There was a very late flower head of Alexanders at the top of the railway cutting by the path from Bursted Woods past the hospital site. All other specimens have died right back.
The Hare's-foot Clover by the end of Albion Road is doing well:
I get the distinct impression that Starlings have been making a bit of a comeback in these parts in the last couple of years. I counted (fairly accurately) 132 on the 'central tower' and 'netting' on the roof of The Mall, Broadway.
There were tens of adult Rosemary Beetles on Rosemary plants by the former Woolwich Building Society premises on Watling Street. These alien beetles also chew up Lavender, and are now frequent in the area.

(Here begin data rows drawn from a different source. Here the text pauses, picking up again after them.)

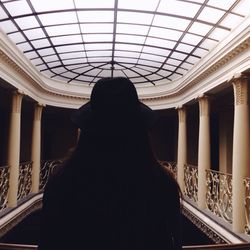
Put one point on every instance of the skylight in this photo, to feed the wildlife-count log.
(148, 41)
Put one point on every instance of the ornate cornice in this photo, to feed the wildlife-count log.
(212, 69)
(181, 89)
(208, 231)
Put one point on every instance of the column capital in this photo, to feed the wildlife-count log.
(17, 97)
(182, 114)
(240, 85)
(38, 107)
(204, 105)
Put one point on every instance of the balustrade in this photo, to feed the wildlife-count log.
(219, 194)
(47, 168)
(247, 204)
(191, 182)
(4, 186)
(24, 180)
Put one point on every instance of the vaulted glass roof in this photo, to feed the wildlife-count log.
(149, 41)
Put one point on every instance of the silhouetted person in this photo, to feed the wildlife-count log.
(111, 193)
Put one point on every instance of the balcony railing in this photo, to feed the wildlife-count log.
(191, 182)
(47, 168)
(219, 194)
(4, 186)
(247, 204)
(24, 181)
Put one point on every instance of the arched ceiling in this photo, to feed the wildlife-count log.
(150, 41)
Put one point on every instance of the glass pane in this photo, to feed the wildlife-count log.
(232, 21)
(58, 18)
(96, 16)
(17, 37)
(162, 52)
(132, 29)
(98, 38)
(170, 22)
(200, 28)
(18, 8)
(222, 4)
(130, 47)
(24, 46)
(174, 7)
(173, 62)
(31, 54)
(75, 61)
(185, 48)
(137, 4)
(99, 46)
(165, 33)
(72, 55)
(191, 39)
(200, 52)
(27, 22)
(127, 54)
(50, 58)
(3, 15)
(66, 39)
(8, 26)
(211, 15)
(219, 34)
(160, 43)
(242, 7)
(126, 60)
(100, 59)
(41, 43)
(97, 28)
(37, 61)
(179, 56)
(99, 53)
(63, 30)
(129, 38)
(48, 5)
(70, 48)
(152, 57)
(45, 52)
(132, 17)
(34, 33)
(149, 63)
(94, 4)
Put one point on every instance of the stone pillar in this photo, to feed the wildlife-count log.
(14, 148)
(36, 148)
(204, 158)
(182, 147)
(240, 151)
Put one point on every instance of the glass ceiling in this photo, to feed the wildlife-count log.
(149, 41)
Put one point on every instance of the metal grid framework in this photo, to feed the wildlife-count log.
(148, 41)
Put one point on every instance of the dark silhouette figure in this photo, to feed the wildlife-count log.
(112, 193)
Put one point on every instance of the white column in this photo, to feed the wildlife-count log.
(182, 147)
(36, 148)
(204, 158)
(14, 148)
(240, 151)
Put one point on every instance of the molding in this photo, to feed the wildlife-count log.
(216, 232)
(19, 72)
(13, 216)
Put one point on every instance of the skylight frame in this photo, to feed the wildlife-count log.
(21, 33)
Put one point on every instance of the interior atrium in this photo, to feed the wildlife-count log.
(189, 61)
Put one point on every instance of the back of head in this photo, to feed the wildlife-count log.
(114, 108)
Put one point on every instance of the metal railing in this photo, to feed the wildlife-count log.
(191, 182)
(219, 194)
(4, 186)
(47, 168)
(241, 246)
(24, 180)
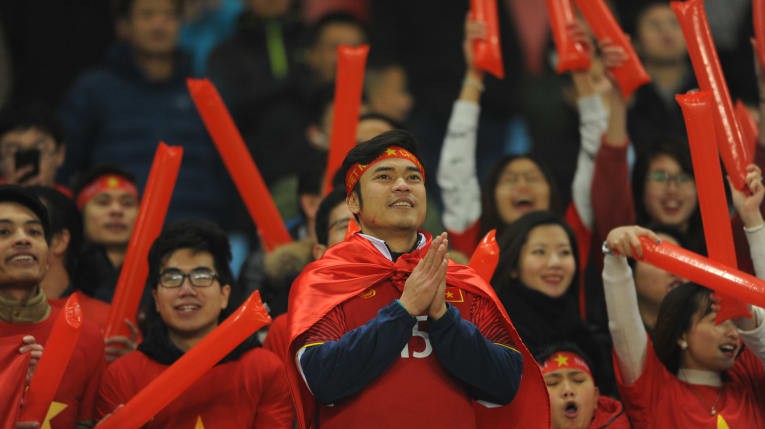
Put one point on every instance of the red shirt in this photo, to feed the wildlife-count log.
(658, 399)
(342, 278)
(75, 399)
(250, 392)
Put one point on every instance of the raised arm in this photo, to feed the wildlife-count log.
(627, 330)
(457, 176)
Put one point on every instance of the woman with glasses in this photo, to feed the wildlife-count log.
(191, 283)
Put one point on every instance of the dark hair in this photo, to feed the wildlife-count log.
(515, 237)
(333, 18)
(21, 195)
(63, 215)
(548, 350)
(675, 317)
(332, 200)
(123, 8)
(679, 152)
(33, 115)
(97, 172)
(394, 124)
(197, 235)
(490, 218)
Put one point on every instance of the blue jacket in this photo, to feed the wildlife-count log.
(114, 114)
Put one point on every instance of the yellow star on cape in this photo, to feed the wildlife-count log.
(55, 409)
(721, 423)
(561, 360)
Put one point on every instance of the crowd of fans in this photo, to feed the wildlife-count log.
(566, 171)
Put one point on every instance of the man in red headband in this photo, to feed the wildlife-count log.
(574, 398)
(385, 331)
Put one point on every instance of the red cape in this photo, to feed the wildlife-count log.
(13, 372)
(352, 266)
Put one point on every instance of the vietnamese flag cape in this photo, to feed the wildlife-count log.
(349, 268)
(13, 373)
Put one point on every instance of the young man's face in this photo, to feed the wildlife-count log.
(573, 398)
(152, 27)
(110, 216)
(23, 250)
(392, 198)
(50, 159)
(189, 311)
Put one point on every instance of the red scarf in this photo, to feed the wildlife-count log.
(352, 266)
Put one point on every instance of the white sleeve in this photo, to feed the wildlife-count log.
(627, 330)
(593, 121)
(457, 175)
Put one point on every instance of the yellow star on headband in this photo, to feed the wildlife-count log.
(561, 360)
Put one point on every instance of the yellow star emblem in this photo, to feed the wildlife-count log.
(55, 409)
(561, 360)
(721, 423)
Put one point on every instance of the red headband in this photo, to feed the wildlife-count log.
(355, 172)
(105, 183)
(563, 360)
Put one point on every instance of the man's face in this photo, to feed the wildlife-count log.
(152, 27)
(322, 57)
(392, 198)
(51, 156)
(109, 217)
(23, 250)
(190, 311)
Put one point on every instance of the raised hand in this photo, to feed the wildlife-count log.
(426, 278)
(625, 240)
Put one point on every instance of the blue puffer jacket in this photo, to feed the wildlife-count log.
(115, 115)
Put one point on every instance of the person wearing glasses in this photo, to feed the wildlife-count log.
(191, 282)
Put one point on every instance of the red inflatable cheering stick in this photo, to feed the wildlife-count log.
(698, 111)
(246, 320)
(706, 65)
(349, 83)
(488, 51)
(571, 56)
(704, 271)
(239, 163)
(486, 256)
(58, 351)
(631, 75)
(148, 225)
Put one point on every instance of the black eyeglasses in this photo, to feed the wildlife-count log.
(200, 277)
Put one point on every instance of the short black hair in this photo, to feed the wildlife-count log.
(548, 350)
(332, 18)
(64, 215)
(675, 318)
(102, 170)
(197, 235)
(21, 195)
(332, 200)
(123, 8)
(396, 125)
(32, 115)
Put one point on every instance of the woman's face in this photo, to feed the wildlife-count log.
(670, 193)
(547, 261)
(521, 188)
(653, 283)
(710, 347)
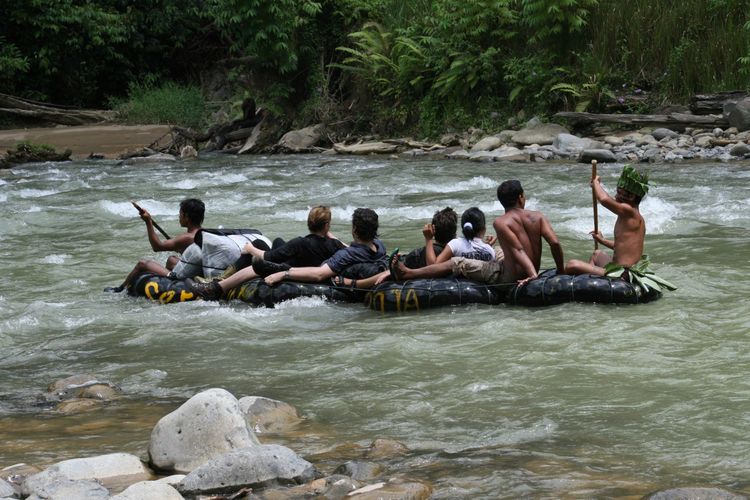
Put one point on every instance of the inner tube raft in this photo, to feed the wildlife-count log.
(254, 292)
(549, 288)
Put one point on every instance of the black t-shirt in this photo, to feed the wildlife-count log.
(307, 251)
(416, 258)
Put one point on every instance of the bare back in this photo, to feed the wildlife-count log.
(630, 233)
(519, 233)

A single specimen of Aaron's Rod (Verbascum thapsus) was noted behind the fence round a disused car park past the 'Coach House' pub. I've seen the odd specimen here and there in Barnehurst, but it's not common hereabouts.
Buck's-horn Plantain was in the grass outside flats at 74 Watling St.
I hadn't been here for years, never mind botanised the place. In fact the last time I passed through, I was out on a long run - more than 15 years ago.
There was a large amount of Lesser Swine Cress in the gutter of the approach path opposite Park Grove.
Good variety of trees, some no doubt planted, including Pedunculate Oak, Sessile Oak, Silver Birch, Cherry, Hornbeam, Sweet Chestnut, Ash and Spindle.
I was pleased to find a heathy ridge with several Broom, Bracken and Silver Birch.
This bank, where there has been some slippage, shows the thin layer of organic matter overlying sand that is a common feature of the area, including my garden, and the large number of rounded stones in the ground. Some Wood Sage was growing above.
The most interesting species finds were:
Common Calamint (Clinopodium ascendens), a new Bexley record for me, mainly growing in and at the foot of a substantial retaining wall. Said to be locally frequent in the south of England, rare to the north.
Butcher's Broom (Ruscus aculeatus). Uncommon, though these days quite often seen in amenity plantings. No way of knowing if this got here 'naturally' or is a garden escape. There were no other specimens around, but it wasn't far from some gardens. What appear to be leaves are, in fact, flattened stems.
There was also a modest patch of Hedge Woundwort (Stachys sylvatica), with its pungent, somewhat unpleasant leaf scent, and light beetroot-purple flowers. This was a bit of a weed on one of my Bristol allotments, but seems fairly infrequent in these parts. I've also found a small amount of it behind the 'up' platform at Barnehurst railway station.